RCA Televisions are manufactured by ON Corporation, of Korea.
Insignia is the higher priced of two house brands of Best Buy (Dynex is the other)
Consumer Reports lists RCA and Insignia as being of about equal reliability.
Of the two, I'd be inclined to select the Insignia. Just a gut feel.


----------



## richall01 (Sep 30, 2007)

Go to Target, they have some great TV's at a good price that is not in there weekly ad.


----------



## hfa (Feb 19, 2012)

I own a rca 42 lcd and one thing you should know is rca will not always be usable with satellite or cable remotes -it responds only to the rca tv remote and the only way to tell is to hook it up to the box. RCA is hell to deal with for issues. For the record , it has been a decent bedroom and now kitchen tv, but another brand higher up in name for $399 will give you better quality and longer service. Agree with others, go for a better brand and remember don't stuff the tv in so tight it can not get circulation and there is always a reason to have to get to the connections in the back of the tv and once connections are made, it makes things fit even tighter. For that opening a 32 and some 37in will give good viewing and the tv can be removed or turned around. The higher hz is usually best.


----------



## machavez00 (Nov 2, 2006)

The opening is 36" wide and both are 35" wide.
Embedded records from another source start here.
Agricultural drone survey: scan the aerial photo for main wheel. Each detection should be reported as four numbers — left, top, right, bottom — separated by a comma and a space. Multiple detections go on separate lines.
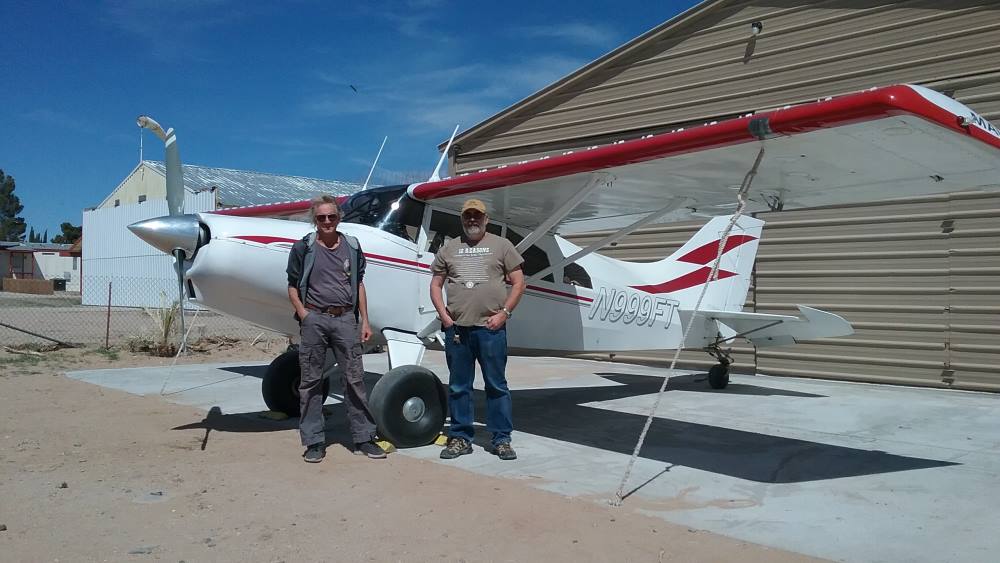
369, 365, 446, 448
261, 350, 333, 417
708, 363, 730, 389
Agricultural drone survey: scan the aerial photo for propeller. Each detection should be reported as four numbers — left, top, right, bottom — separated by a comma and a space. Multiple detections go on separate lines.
133, 115, 191, 353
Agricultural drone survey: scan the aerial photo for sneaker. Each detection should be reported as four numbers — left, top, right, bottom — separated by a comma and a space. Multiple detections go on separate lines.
354, 440, 387, 459
439, 437, 473, 459
493, 442, 517, 461
303, 443, 326, 463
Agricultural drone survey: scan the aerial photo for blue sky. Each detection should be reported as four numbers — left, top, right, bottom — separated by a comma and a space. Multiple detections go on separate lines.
1, 0, 696, 237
I looked at several different sites today. If I want to go with a 120Hz model, the Insignia is the "best deal."


----------



## machavez00 (Nov 2, 2006)

Where the set is going. It's current occupant is 27" Sony.


----------



## tenpins (Jan 19, 2010)

I bought a 32" Insignia HD 1080P two years ago, similiar space limitations. It works fine, picture quality and audio quality are good. The gf is happy and that's all that matters. Busted a gut at the Young Frankenstein reference. What a great cast Mel Brooks put together.


----------



## The Merg (Jun 24, 2007)

lugnutathome;3180010 said:


> Don "Why am I hearing Madeline Khan in Young Frankenstein now? " Bolton


Young Frankenstein or Blazing Saddles?

- Merg


----------



## lugnutathome (Apr 13, 2009)

Was thinking the song she sang several times in YF but yeah a BS reference does surface as well. :sure:

Don "how ordinawy:grin:" Bolton


The Merg said:


> Young Frankenstein or Blazing Saddles?
> 
> - Merg


----------



## trh (Nov 3, 2007)

machavez00 said:


> Unfortunately, BB does not have the RCA on display.
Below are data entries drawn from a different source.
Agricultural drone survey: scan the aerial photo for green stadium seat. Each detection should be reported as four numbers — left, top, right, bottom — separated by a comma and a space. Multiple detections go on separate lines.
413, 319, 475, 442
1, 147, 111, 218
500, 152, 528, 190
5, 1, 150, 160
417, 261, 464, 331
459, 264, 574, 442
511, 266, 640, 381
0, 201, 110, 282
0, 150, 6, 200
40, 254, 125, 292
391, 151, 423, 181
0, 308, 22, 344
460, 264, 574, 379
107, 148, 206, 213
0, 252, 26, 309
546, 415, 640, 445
Ask them to put one on display. Side-by-side comparison will probably be the best way to determine which one you like.


----------



## Hoosier205 (Sep 3, 2007)

I really wouldn't agonize that much over a purchase between these two.


----------



## satcrazy (Mar 16, 2011)

O.K., I'm going to state the obvious here.

This is why I never would subscribe to a enclosed cabnet of limited demensions. While it was "ok" for the crt's, it now becomes a hinderance in choosing a decent flat screen. No offense intended, after looking at the picture, it's a nice piece of furniture, but what is the focuse here? If you end up buying a crappy tv to fit the decor, the furniture will look better than the tv.
Can the tv go on top, allowing you to buy a better tv? It's hard to judge the height looking at the picture.

I know alot of people are fussy about decor and such, but if you want to enjoy that tv, think about it.
If on the other hand the tv is just a mode to put you to sleep, well, choosing a smaller inexpensive tv would do the job.

One thing though, no matter what you end up buying, when it comes to electronics, heat is always the enemy, so be sure you have enough space around it.


----------